A conversation with Mission business owners

If you think Mission and you think mens wear, it’s almost impossible for your brain not to go directly to Rex Cox.

Rightly so, considering that this June will be their 95th year in business.

A major player in the world of menswear is owner, Carlo Billinger.

Carlo and his family immigrated from Germany in 1956 and they came straight to Mission. He grew up in a boarding house on the corner of Murray and 1st Avenue and consequently spent his entire childhood and teenage years down on Main Street.

“I knew all the business people by first name,” Carlo explains. “And they all knew me. I was always the kid they hired to do their odd jobs.”

It’s hard not to get nostalgic, being reminded of Mission’s past individuals and businesses that were once such an integral part of the downtown core – Toothy Lane from Lane’s Men and Ladies Store, the Jersey Lunch, the old Dairy Queen and of course, Rex Cox.

Mission was always important to Carlo but like most young men, his aspirations were soaring and after high school, he enrolled in BCIT to pursue his education.

Fortunately for our little town, Carlo ended up with a burst appendix which, after being hospitalized for three weeks, forced him out of school and back to Mission.

In 1979, Ted Buckle’s father made Carlo an offer to buy the business as a joint venture and he and Ted have owned it ever since.

“I got married in Mission. Both my daughters were born and raised in Mission.” Carlo tells us. “In my heart, I will always be a Mission guy.”

Rex Cox has been good to Carlo and Ted.

Not many businesses can brag loyal and solid customers ranging over three or four generations. They have always been forward thinking with their clothes line and have the astounding ability to talk most men in to newer, more fashionable outfits.

“People have grown to trust us,” Carlo boasts. “We are the ones that they turn to for prom, first dates and weddings. We have grown up with the community just as much as they’ve grown up with us.”

Rex Cox has always prided themselves on working towards the betterment of our community. New businesses come and go, and there will always be a certain element of competition regardless of what you sell, but protectionism doesn’t help thread our neighbourhood together.
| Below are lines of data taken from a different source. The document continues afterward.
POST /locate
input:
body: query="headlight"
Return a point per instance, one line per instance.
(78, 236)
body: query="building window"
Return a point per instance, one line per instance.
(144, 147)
Regardless of their success, Rex Cox has been met with their share of challenges and tough times. Carlo looks back to when the forestry industry collapsed and economy ground to a halt. Even times when the strength of Main Street has weakened, Rex Cox remained solid due to their exceptional customer service.

“The difference between then and now is that those were controllable tough times,” Carlo explains. “What is happening today is something altogether unprecedented, and I believe that we will be forced to view things differently from now on.”

Advice form Carlo during a difficult time?

Don’t hide.

Hang on to the top part of the rope for as long as you can and if you have to come down, only come down by one notch.

Keep the lines of communication open with your supplies and your customers. Go extraordinary. Only concentrate on the positive.

Work with the community and especially the people who are your customers in the community.

“The world is changing by the hour.” Carlo admits. “We need to figure out where there is need and how to react to it.”